I hardly knew you, you with your brown curls and your upturned mouth,
you who shouted obscenities into space as it whirled and twirled above me.
I couldn't find you then.  You were lost to me.  We looked in the infinite
wilderness for you five days straight-all we could find were bogs and logs.
I thought you had disappeared, but there you were, still as stone, sitting
in the rocking chair on the dilapidated back porch.  I shouted at you joyfully.
I was in joyous measure.  You happened to be there.  But still, I hardly
knew you, you who do all the talking, talking about bygone days and autumn
nights, your dress whirling around your legs like a curlicue.

The Couch.

I often find myself looking out of windows.

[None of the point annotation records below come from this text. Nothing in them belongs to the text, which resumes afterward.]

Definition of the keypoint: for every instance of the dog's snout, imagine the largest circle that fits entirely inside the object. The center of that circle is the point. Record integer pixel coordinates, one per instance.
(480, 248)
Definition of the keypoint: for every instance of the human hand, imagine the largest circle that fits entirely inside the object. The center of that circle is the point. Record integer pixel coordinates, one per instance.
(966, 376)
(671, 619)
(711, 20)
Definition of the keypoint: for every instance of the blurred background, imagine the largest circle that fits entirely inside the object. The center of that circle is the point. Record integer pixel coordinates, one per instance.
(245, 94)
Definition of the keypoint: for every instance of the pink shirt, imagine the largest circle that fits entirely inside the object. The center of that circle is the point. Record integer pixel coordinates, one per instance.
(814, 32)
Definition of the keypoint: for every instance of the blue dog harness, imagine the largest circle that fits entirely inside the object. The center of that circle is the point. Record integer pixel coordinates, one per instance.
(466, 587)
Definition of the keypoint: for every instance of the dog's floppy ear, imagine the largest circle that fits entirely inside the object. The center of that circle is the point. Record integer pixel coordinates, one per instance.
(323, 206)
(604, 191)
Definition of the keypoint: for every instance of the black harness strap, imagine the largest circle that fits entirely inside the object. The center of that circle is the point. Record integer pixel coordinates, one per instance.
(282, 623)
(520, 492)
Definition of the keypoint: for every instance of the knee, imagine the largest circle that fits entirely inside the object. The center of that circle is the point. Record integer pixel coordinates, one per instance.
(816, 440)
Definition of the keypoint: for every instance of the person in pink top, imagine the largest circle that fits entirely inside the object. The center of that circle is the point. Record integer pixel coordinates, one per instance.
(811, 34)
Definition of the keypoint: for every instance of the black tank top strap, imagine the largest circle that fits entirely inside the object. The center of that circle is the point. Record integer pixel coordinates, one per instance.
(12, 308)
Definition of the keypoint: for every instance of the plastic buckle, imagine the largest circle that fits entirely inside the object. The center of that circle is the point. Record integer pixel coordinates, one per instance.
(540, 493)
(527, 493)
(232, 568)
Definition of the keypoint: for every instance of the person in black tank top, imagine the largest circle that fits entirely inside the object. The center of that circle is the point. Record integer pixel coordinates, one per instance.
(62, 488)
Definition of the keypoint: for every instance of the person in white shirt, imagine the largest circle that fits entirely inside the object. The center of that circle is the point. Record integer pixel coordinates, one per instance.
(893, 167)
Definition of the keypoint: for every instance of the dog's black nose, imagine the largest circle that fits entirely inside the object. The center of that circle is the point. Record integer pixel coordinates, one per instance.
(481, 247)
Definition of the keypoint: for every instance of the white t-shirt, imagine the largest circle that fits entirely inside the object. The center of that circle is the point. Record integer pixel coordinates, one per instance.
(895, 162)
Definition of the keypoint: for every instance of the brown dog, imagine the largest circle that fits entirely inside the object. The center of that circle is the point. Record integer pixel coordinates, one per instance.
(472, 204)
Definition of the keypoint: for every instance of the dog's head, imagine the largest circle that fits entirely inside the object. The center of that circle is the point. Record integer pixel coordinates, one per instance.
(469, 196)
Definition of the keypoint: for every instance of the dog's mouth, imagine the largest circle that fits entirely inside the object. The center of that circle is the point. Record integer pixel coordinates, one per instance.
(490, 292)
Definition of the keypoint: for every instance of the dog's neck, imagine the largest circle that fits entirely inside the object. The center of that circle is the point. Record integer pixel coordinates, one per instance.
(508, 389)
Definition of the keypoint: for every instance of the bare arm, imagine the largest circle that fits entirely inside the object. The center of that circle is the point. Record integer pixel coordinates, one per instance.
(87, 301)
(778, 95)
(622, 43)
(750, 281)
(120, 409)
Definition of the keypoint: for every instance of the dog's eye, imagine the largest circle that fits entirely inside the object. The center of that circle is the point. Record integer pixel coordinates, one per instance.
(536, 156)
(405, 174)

I remember Julius Caesar liked to look out of windows.
The sun sets in the west and rises in the east; at that time,
I am sleeping, dreaming of Hamlet.  What once was now is now
before, and I don't know when I will be back.  The drawing of myself
is hanging in the living room, brought to me by Jack Hanner, the man
who stole my heart.  He didn't exactly steal it; my heart still remains
beating.  I don't know about the beating of other things in this world;
the beating of the drum on Harlan Avenue from the man in the blue hat,
the beating of the rain as it pours down onto the windows of my house.
My house is big enough to fill a hundred fig bars, they are my favorite.
I think about eating.  Eating is eating.  It fills up ten minutes out of
the day then we're back doing other things again, reading, watching
tv, fighting with our loved ones about who gets the couch.